Plain yogurt, strained or unstrained, has been eaten for thousands of years — since as early as 5,000 BCE. Back then, yogurt was not made with preservatives, artificial colorings, “natural flavors,” or excessive sweetness. Why? Because it doesn’t need it. Unsweetened yogurt, simple old fermented milk without additives, can unfortunately be difficult to find nowadays.
If you love yogurt, but are struggling to locate quality, grass-fed, organic yogurt in the brightly-colored sea of the dairy aisle (or simply cannot afford the quality stuff), try making it at home instead. All it takes is a liter or two of organic, grass-fed milk and a couple of tablespoons of active yogurt. Let them mingle and ferment overnight and viola! — fresh, homemade yogurt. For detailed instructions, David Lebovitz breaks it down on his blog. Bottle them in small recycled glass jars to reduce waste (only the milk container will need to be recycled or repurposed) and you’re done — a generous amount of yogurt the price of a liter of milk (Organic Valley Grassmilk is $5-6 for a half gallon, so that would be around $2.50 to $3 in total) with relatively little effort. If you are a yogurt-lover, making your own high-quality batches could save you upwards of $500 a year. Sounds pretty good to me!
Additionally, it may be worth mentioning that homemade yogurt tastes infinitely better than its corporately manufactured counterparts. Plus, you have total control as to what goes into the creation. Pureed organic fruits? A spoonful of raw honey and almonds? Pureed pumpkin and spices? Stevia and cocoa powder? The combinations are endless. Check out these great yogurt-themed recipes on NPR and try the recipe below.
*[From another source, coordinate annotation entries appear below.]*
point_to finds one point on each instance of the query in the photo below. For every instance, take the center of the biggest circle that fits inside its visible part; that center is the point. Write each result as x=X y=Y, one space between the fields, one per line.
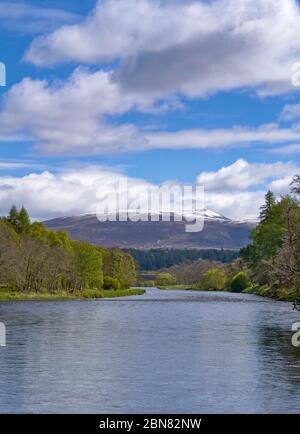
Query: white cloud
x=242 y=175
x=218 y=138
x=70 y=192
x=71 y=118
x=77 y=190
x=28 y=18
x=294 y=148
x=195 y=47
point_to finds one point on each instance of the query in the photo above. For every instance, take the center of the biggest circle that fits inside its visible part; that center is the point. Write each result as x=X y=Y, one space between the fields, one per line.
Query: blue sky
x=155 y=90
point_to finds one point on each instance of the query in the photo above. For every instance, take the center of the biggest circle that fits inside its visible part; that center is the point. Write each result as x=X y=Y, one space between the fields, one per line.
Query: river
x=163 y=352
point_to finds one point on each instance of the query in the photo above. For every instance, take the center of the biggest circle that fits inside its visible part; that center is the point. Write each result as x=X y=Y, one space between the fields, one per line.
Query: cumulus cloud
x=238 y=190
x=71 y=117
x=78 y=190
x=242 y=175
x=195 y=47
x=294 y=148
x=28 y=18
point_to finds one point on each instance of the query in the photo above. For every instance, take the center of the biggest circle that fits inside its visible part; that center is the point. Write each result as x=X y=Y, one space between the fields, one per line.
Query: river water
x=163 y=352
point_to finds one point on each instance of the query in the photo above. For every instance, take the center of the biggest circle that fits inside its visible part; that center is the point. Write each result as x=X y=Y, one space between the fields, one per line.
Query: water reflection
x=162 y=352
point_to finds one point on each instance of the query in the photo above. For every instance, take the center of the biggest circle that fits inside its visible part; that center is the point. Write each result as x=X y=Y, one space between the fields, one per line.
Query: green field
x=6 y=295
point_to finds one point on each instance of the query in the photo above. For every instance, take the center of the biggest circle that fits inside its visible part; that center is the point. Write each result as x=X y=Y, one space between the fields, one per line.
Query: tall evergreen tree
x=24 y=220
x=13 y=218
x=266 y=209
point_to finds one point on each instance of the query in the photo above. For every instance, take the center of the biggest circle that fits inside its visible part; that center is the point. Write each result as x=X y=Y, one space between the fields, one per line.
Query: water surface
x=166 y=351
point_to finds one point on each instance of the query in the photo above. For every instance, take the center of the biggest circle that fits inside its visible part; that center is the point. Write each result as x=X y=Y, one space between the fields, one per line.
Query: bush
x=240 y=282
x=213 y=279
x=165 y=279
x=111 y=283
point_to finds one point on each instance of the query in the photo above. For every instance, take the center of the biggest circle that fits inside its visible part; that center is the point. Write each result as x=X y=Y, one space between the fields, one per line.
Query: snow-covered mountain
x=218 y=231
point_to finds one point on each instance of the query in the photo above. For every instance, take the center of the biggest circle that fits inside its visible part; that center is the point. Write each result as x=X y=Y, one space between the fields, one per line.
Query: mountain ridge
x=218 y=232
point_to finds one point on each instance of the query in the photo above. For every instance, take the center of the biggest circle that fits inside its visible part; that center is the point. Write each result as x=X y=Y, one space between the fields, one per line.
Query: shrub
x=111 y=283
x=240 y=282
x=165 y=279
x=213 y=279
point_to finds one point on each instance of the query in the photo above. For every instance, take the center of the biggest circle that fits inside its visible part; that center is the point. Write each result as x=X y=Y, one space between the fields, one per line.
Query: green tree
x=165 y=279
x=240 y=282
x=13 y=218
x=23 y=221
x=111 y=283
x=87 y=266
x=265 y=210
x=213 y=279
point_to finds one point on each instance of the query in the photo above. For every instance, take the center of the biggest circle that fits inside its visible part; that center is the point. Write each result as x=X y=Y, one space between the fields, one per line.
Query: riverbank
x=6 y=295
x=280 y=294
Yogurt is a delicious and versatile food. But, there’s no need for it to burn a hole in your wallet. Make your own and discover how easy, healthy, economical, and tasty yogurt can be.
Yogurt Berry Popsicles
2 cups unsweetened 2%/whole milk yogurt
1/2 cup 2%/whole milk
1/4 cup raspberries (or berry of choice)
1/4 cup blueberries (or berry of choice)
1-2 Tablespoons raw honey
Crush together berries. Add yogurt and milk. Mix thoroughly. Fold in honey. Pour into 12 popsicle molds. Freeze for at least 4 hours, or overnight. Enjoy!